Auch im aktuellen Jahr hat sich die positive Entwicklung im öffentlichen Bau fortgesetzt. Die Arbeitsstunden waren im Zeitraum Januar bis September 2007 um fast 10 %, der baugewerbliche Umsatz um über 9 % höher als in den ersten 3 Quartalen des Jahres 2006. Bund, Länder und Kommunen und die übrigen öffentlichen Auftraggeber (zum Beispiel Universitäten, Kirchen, Verbände) traten bei den Bauinvestitionen in den vergangenen Monaten vor dem Hintergrund einer verbesserten Einnahmesituation sowie des in den letzten Jahren aufgelaufenen Investitionsstaus weniger zurückhaltend auf als in den vergangenen Jahren.

Beschäftigtenabbau kommt fast zum Stillstand

Das größere Arbeitsvolumen und die damit verbundene Ausweitung der Bauproduktion konnte 2006 noch mit der vorhandenen Belegschaft abgeleistet werden. Im Jahresdurchschnitt 2006 meldeten die bauhauptgewerblichen Betriebe rund 85 000 tätige Personen.

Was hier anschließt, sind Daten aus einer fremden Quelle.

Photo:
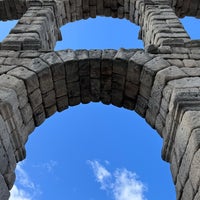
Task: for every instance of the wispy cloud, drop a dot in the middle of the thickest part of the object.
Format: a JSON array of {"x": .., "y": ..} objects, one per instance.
[
  {"x": 47, "y": 166},
  {"x": 24, "y": 189},
  {"x": 123, "y": 184},
  {"x": 102, "y": 175},
  {"x": 19, "y": 194}
]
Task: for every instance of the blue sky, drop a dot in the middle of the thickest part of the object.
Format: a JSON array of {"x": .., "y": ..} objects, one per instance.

Somit waren im Jahr 2006 0,5 % weniger Personen bei den bauhauptgewerblichen Betrieben tätig als 2005. Im Vergleich zu den Vorjahren, in denen die Branche massiv Stellen abbaute, stellte dies aber einen Fortschritt dar, da der Beschäftigungsabbau beinahe zum Stillstand kam.

Zwar stieg die Zahl der tätigen Personen im 1. Quartal 2007 gegenüber dem Vorjahresquartal sogar leicht an, da sich das Arbeitsvolumen in den Folgemonaten aber wieder schwächer entwickelte, konnte sich die Beschäftigungssituation im aktuellen Jahr nicht verbessern. Die Zahl der im Bauhauptgewerbe Baden-Württembergs durchschnittlich beschäftigten Personen in den Monaten Januar bis September 2007 lag mit – 0,2 % knapp unterhalb des Vorjahreswertes. Es ist deshalb davon auszugehen, dass die Beschäftigtenzahl – trotz des guten Starts – auch im gesamten Jahr 2007 nicht ansteigen wird.

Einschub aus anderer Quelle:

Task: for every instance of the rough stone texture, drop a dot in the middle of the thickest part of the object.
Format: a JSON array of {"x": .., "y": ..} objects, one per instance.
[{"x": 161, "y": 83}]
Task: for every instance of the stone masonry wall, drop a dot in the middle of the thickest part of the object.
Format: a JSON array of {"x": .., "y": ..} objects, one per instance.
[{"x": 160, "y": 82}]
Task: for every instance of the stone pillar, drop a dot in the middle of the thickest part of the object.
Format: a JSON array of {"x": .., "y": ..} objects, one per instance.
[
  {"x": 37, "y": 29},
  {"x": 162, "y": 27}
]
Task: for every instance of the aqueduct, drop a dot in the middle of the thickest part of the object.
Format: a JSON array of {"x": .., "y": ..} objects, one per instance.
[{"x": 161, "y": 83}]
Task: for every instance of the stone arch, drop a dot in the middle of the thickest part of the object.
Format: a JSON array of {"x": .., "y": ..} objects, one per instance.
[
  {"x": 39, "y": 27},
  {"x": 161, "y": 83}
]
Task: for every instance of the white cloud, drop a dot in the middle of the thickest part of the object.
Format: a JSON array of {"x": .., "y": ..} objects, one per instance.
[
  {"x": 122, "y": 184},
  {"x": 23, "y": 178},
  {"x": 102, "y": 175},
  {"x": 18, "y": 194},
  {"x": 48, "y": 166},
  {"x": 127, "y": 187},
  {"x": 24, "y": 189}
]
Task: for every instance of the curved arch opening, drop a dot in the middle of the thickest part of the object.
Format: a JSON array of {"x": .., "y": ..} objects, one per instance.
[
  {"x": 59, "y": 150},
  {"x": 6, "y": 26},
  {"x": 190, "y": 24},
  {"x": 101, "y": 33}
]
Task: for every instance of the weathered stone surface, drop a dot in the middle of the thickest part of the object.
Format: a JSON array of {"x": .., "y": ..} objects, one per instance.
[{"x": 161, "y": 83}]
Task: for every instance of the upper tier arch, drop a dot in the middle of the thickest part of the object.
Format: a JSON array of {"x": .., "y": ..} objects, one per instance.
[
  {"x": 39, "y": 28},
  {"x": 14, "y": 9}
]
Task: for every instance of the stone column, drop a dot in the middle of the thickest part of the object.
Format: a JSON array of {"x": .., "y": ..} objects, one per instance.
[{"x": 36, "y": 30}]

Der stark gebremste Stellenabbau zeigt aber, dass die bestehenden Arbeitsplätze im Bauhauptgewerbe sicherer geworden sind. Darauf weisen auch die Zahlen der Bundesagentur für Arbeit hin. Sie meldet für 2006 und 2007 erstmals über einen längeren Zeitraum bessere Zahlen für die Baubranche. Es wurden weniger Menschen mit Bauberufen als arbeitslos geführt. Gleichzeitig stieg 2006 die Zahl der im Bauhauptgewerbe als offen gemeldeten Stellen an. Im bisherigen Jahr nahm diese Zahl wieder etwas ab, lag aber weiterhin über dem Wert von 2005.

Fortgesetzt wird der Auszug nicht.